In curing ultraviolet-sensitive layers and in other applications employing ultraviolet light, it is desirable to have a means of generating a high-intensity ultraviolet image or an unresolved ultraviolet flooding beam. Visible-light lamps are a conventional source of ultraviolet radiation, but only a very small percentage of the total radiation they emit is ultraviolet, resulting in tremendous energy waste, much of it in the form of bothersome heat.
Prior art night-vision devices, such as those employed by the military, provide amplification of visible light by converting incoming visible light to electrons, accelerating the electrons across a strong electric field through hollow fibers the inside surfaces of which emit additional electrons, and converting the amplified electron radiation to visible light at a phosphor screen.
An article in Inside R&D, Vol. 7, No. 6, published Feb. 8, 1978, discloses a thin panel CRT tube of Texas Instruments that includes a matrix of area cathode electron emitters spaced in back of a screen coated with visible-light luminescing phosphors, all inside an evacuated chamber.
Houston et al.
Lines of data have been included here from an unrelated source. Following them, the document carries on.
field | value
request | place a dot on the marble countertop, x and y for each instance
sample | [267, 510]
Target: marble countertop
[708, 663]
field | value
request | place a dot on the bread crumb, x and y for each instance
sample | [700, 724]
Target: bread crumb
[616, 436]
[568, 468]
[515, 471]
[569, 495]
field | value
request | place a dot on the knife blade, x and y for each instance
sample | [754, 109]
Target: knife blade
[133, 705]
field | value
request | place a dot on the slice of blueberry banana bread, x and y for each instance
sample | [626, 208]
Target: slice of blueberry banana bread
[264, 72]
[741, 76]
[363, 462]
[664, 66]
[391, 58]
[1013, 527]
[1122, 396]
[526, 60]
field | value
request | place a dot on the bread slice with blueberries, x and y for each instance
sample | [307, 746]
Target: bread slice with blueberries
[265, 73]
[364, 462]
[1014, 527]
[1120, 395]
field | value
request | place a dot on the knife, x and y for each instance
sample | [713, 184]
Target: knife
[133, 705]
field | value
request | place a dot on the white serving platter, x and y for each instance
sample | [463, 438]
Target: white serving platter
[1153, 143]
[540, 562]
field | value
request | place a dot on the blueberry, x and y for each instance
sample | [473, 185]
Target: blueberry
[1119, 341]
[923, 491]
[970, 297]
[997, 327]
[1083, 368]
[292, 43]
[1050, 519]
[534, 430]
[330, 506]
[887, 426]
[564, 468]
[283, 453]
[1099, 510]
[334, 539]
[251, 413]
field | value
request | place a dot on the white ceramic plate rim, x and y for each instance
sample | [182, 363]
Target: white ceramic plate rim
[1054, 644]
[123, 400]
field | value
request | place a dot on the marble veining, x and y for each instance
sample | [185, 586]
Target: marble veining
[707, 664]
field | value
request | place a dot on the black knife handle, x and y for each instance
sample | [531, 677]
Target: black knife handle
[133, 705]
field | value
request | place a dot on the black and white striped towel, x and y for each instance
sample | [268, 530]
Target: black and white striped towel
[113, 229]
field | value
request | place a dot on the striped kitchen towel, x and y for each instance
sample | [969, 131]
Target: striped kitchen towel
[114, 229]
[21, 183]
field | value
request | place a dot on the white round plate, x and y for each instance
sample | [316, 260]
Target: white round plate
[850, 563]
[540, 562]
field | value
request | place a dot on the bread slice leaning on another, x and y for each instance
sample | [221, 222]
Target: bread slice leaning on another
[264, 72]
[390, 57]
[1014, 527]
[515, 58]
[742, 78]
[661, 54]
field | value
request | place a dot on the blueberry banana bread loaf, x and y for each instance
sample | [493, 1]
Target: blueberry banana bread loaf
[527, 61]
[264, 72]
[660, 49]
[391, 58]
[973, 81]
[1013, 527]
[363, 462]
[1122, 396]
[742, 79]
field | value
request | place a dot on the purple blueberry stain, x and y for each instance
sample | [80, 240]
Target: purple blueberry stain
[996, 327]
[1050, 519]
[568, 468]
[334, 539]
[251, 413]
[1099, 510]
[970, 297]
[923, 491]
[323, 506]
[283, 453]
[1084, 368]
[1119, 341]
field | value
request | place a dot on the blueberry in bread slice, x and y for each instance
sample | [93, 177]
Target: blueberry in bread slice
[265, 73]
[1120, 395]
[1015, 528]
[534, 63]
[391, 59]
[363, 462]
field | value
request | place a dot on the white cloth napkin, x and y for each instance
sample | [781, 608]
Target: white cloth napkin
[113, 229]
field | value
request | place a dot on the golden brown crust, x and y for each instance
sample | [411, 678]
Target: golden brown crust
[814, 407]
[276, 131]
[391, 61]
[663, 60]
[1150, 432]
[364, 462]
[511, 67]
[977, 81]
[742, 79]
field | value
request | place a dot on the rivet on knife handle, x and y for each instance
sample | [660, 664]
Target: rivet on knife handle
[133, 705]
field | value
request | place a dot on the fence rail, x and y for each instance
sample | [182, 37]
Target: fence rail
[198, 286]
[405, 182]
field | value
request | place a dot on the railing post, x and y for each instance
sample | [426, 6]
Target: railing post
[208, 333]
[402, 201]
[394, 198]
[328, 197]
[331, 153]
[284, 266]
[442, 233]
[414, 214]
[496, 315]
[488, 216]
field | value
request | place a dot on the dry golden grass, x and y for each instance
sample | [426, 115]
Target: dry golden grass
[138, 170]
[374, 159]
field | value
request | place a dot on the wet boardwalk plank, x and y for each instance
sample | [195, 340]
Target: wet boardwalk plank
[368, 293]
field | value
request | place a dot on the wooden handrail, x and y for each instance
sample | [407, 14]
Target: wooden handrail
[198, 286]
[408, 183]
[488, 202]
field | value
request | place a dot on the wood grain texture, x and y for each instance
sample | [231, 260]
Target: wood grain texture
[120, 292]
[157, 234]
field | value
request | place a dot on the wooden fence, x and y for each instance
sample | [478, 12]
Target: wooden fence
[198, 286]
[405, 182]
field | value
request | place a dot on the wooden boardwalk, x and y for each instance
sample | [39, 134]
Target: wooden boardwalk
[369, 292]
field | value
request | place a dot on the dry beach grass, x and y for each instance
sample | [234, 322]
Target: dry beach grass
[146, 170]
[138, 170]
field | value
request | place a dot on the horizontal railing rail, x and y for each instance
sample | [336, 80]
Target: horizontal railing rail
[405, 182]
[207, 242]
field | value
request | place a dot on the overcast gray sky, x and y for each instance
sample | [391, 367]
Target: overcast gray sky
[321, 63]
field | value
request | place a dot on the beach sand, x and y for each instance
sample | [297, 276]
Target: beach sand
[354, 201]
U.S. Pat. No. 4,069,438 shows a device for producing an electrostatic image of an X-ray beam on a Mylar sheet. The X-ray beam strikes an ultraviolet fluorescent layer such as BaSO.sub.4 :Pb, the ultraviolet light thus produced passes through a quartz layer to a layer of ultraviolet-sensitive electron-emitting material, the emitted electrons pass through a gas filled region under the influence of an electric field to ionize the gas, and a Mylar insulating layer is positioned at the anode so as to be struck by the ions produced.